From Days to Hours: Migrating a 20M-Record Wikipedia ML Pipeline From Sync to Async
The naive asyncio.gather rewrite gets you a 3x speedup and a 503 from the upstream API. The right pattern is semaphore + httpx + bounded concurrency + a smart retry policy that respects the rate-limit headers the upstream actually returns. Here's the version that took ingestion from days to hours, and the four bottlenecks that turned out not to be I/O at all.
When I joined the lab at UMD in 2024 the data collection script for the project I inherited was a single Python file that iterated over Wikipedia's deletion-discussion archive and pulled comments one at a time with requests.get. Twenty-million-plus records eventually, full-corpus refresh on a quarterly cadence, total wall-clock time per refresh: about three days. Three days where the script could die at any moment, get rate-limited, hit a TLS hiccup, or just get killed by the lab's overnight reboot.
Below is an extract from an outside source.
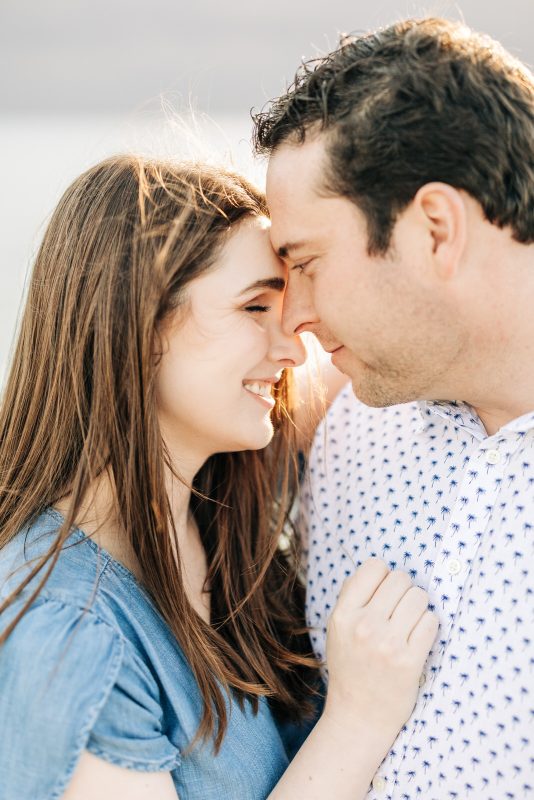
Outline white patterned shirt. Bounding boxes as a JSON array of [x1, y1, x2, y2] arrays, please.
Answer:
[[300, 385, 534, 800]]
I rewrote the collection layer to async over the next month. The refresh that took three days started taking under five hours. Here's what worked, what didn't, and which bottlenecks turned out to have nothing to do with I/O.
Why sync persists in ML data engineering
Most ML pipelines you'll inherit in 2026 are still synchronous, even ones that pull from rate-limited APIs and process millions of records. The reasons are reasonable in isolation: requests is mature and stable, the failure modes are well-understood, and most ML graduate students learn pandas and HTTP libraries before they learn asyncio. The cost is silent. You don't notice the pipeline is slow until you have to do a full refresh on a deadline.
The trap is that the team often jumps from 'this is too slow' to 'we need Spark / Kafka / Beam' without considering the middle answer. For 20M API calls to a single upstream, you don't need a distributed cluster. You need bounded-concurrency async over a single machine with a thoughtful retry policy. That's a Python-process-sized problem, and the asyncio standard library is the right tool for it.
The naive rewrite, and why it fails
The first instinct of anyone reading the asyncio docs is asyncio.gather over the full URL list. Don't do this. With 20M URLs, three things break:
- ▸Memory: gather() materializes the entire iterable of coroutines before it starts. At 20M coroutines you'll OOM the box before a single request fires.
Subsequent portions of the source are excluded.